Chloromethane \(\left(\mathrm{CH}_{3} \mathrm{Cl}\right)\) has a much higher boiling point than methane \(\left(\mathrm{CH}_{4}\right)\). Give two reasons for this.

In order to provide reasons for the difference in boiling points, we need to first understand the types of intermolecular forces present in both chloromethane and methane. Methane is a nonpolar compound, so the dominant forces between the molecules are weak London dispersion forces. Chloromethane, on the other hand, is a polar compound due to the electronegativity difference between carbon, hydrogen, and chlorine, resulting in stronger dipole-dipole interactions in addition to London dispersion forces.

When comparing the intermolecular forces present in the two compounds, we can see that methane only has the presence of weak London dispersion forces, while chloromethane has both dipole-dipole interactions and London dispersion forces. The presence of the stronger dipole-dipole interactions in chloromethane is the first reason for the higher boiling point. In general, stronger intermolecular forces result in higher boiling points because more energy is needed to overcome the forces holding molecules together in the liquid phase.
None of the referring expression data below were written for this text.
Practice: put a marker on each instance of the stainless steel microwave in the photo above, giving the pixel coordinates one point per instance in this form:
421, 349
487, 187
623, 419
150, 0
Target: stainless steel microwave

Another factor that we should consider when comparing boiling points is the molecular weight of the compounds. Chloromethane has a molecular weight of 50.49 g/mol, while methane has a molecular weight of 16.04 g/mol. In general, compounds with larger molecular weights have larger electron clouds and surface areas, which leads to stronger London dispersion forces. Although London dispersion forces are weaker than dipole-dipole interactions, the increased molecular weight of chloromethane contributes to the overall strength of its intermolecular forces, providing a second reason for its higher boiling point. In summary, chloromethane has a much higher boiling point than methane due to the presence of stronger dipole-dipole interactions and London dispersion forces that result from its polar nature and larger molecular weight.